Linear Discriminant Analysis: MATLAB Implementation and Algorithm Explanation

Resource Overview

MATLAB implementation of Linear Discriminant Analysis (LDA) algorithm with code examples and technical insights

Detailed Documentation

This article provides a comprehensive overview of the Linear Discriminant Analysis (LDA) algorithm and its applications in pattern recognition and machine learning. LDA is a classical supervised learning algorithm designed to identify optimal linear directions (called "linear discriminants") that maximize separation between different classes of data points.

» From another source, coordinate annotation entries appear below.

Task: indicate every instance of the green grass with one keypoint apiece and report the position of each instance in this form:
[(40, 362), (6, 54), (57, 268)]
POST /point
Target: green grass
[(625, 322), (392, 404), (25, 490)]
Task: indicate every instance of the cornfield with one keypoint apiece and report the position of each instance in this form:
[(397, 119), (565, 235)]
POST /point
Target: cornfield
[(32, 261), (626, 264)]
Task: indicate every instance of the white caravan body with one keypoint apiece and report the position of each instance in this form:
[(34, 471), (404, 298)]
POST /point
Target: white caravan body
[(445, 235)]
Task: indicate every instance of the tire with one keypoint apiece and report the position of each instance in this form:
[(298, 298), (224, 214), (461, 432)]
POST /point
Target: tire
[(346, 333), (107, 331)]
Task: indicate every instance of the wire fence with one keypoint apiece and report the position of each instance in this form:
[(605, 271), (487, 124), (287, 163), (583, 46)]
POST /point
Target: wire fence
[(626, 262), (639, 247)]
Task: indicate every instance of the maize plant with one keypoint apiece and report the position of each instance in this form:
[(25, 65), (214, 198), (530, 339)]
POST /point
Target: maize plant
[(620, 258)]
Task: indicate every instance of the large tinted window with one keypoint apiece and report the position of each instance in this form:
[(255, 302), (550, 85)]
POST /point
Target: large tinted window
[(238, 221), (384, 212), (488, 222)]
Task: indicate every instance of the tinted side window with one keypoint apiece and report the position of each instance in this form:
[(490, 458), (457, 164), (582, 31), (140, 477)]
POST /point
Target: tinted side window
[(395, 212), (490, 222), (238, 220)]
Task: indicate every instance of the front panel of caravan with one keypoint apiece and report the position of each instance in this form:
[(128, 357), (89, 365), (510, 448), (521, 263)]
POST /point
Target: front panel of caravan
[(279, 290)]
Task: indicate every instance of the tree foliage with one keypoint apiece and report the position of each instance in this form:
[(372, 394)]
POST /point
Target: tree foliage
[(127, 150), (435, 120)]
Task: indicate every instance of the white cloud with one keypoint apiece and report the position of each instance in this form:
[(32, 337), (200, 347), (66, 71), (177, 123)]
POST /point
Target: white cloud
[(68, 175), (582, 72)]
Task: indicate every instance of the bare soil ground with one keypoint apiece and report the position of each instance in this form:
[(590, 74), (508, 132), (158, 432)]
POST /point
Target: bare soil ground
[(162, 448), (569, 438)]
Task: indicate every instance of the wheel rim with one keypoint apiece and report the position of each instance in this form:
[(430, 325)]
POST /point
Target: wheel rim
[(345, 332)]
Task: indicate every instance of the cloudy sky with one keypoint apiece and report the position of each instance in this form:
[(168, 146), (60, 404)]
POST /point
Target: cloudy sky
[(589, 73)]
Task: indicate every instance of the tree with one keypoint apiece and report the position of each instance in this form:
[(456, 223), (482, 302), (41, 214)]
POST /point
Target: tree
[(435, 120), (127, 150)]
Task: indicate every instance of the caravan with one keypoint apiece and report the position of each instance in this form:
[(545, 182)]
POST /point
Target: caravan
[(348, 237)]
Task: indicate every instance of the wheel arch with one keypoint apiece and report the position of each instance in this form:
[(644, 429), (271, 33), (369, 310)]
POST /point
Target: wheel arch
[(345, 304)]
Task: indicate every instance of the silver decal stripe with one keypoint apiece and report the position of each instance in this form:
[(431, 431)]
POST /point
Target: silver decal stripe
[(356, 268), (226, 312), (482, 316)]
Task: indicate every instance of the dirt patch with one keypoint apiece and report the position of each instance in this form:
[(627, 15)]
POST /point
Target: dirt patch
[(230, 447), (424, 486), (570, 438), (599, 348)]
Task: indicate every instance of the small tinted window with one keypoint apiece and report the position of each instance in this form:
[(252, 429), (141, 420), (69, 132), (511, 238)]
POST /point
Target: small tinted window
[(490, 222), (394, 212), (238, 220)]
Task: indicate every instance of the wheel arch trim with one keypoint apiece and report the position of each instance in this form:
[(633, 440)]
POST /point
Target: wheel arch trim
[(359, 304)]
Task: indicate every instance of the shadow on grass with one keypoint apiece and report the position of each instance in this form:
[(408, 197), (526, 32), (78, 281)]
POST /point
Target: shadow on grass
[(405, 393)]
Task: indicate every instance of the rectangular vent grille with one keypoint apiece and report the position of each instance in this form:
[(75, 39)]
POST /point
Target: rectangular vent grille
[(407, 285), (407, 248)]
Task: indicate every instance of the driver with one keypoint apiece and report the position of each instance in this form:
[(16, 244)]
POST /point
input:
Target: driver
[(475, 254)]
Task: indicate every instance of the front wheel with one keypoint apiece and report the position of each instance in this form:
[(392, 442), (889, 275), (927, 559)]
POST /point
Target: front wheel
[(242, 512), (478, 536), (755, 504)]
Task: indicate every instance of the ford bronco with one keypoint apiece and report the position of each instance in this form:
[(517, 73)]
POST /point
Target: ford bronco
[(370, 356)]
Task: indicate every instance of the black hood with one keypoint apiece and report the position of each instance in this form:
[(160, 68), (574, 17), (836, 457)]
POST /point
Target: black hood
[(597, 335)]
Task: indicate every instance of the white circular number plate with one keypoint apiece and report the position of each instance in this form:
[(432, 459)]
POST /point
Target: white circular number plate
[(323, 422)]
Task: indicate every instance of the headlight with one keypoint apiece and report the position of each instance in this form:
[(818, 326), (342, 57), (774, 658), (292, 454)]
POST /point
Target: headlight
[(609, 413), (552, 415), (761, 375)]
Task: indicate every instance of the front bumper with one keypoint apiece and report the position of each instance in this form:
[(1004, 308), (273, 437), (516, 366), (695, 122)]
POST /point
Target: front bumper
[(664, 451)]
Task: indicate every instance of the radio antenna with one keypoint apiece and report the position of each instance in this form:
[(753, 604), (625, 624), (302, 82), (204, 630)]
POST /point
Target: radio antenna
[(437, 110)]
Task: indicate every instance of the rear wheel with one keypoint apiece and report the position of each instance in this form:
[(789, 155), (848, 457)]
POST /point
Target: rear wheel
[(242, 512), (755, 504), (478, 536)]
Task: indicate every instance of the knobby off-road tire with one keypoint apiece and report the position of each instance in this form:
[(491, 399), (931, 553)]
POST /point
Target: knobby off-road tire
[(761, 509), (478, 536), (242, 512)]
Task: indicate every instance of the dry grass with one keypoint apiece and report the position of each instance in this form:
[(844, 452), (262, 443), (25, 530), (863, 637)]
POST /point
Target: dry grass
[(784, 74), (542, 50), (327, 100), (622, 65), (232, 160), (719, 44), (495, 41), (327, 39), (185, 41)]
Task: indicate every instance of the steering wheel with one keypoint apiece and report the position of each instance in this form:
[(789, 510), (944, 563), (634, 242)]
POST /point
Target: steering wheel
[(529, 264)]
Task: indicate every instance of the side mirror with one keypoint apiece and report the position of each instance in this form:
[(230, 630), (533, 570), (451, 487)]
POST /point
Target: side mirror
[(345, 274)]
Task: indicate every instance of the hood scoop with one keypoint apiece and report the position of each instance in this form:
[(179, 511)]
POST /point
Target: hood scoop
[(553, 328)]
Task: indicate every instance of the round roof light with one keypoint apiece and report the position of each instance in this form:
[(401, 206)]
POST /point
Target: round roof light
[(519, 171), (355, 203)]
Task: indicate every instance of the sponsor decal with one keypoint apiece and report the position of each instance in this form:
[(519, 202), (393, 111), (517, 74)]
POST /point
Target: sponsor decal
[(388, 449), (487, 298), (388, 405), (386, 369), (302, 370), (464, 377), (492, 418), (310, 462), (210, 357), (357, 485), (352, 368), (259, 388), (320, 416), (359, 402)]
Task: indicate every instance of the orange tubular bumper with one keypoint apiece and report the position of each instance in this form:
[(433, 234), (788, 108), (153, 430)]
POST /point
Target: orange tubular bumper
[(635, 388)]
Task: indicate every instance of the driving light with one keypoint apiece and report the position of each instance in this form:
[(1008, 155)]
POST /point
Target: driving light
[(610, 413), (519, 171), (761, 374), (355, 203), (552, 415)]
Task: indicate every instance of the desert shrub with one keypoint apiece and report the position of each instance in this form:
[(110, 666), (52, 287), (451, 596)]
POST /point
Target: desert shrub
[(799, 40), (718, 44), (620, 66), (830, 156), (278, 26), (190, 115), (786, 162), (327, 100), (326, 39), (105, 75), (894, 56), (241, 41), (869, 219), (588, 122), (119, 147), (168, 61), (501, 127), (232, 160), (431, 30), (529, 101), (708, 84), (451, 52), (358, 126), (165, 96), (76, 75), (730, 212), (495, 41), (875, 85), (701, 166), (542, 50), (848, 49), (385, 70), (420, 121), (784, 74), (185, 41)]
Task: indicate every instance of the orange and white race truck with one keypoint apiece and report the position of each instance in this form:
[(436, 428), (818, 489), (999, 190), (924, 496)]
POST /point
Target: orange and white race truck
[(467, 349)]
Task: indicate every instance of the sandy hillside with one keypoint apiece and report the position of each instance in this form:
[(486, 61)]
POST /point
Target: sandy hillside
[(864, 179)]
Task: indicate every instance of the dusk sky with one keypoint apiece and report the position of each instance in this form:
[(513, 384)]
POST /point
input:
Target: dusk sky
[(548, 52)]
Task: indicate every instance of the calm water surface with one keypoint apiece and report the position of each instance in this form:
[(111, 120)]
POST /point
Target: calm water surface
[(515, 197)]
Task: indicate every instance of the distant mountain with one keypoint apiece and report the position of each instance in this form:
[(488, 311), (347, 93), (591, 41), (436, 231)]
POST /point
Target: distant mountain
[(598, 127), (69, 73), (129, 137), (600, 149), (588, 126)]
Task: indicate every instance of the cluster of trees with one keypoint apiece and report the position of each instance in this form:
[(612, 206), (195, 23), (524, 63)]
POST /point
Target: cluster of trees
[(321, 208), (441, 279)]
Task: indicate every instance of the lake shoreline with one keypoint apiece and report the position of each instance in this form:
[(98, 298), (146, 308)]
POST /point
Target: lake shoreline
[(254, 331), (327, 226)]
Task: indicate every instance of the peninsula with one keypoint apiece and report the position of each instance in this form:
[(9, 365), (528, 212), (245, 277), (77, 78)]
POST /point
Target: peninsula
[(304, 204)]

Despite being a long-established technique, LDA remains widely used due to its strong capabilities in data visualization and feature extraction. Implementing LDA in MATLAB is straightforward - we demonstrate how to compute between-class and within-class scatter matrices using built-in functions like cov and mean, followed by eigenvalue decomposition to obtain projection vectors. The implementation typically involves calculating class statistics, constructing scatter matrices, and solving the generalized eigenvalue problem using MATLAB's eig function. We provide practical code examples showing how to transform data into lower-dimensional spaces while preserving class discriminatory information. Additionally, we explore LDA variants and extensions, including Regularized LDA for handling singular matrices and Quadratic Discriminant Analysis for nonlinear boundaries. The article concludes with guidance on selecting appropriate LDA models for real-world applications based on dataset characteristics and computational requirements.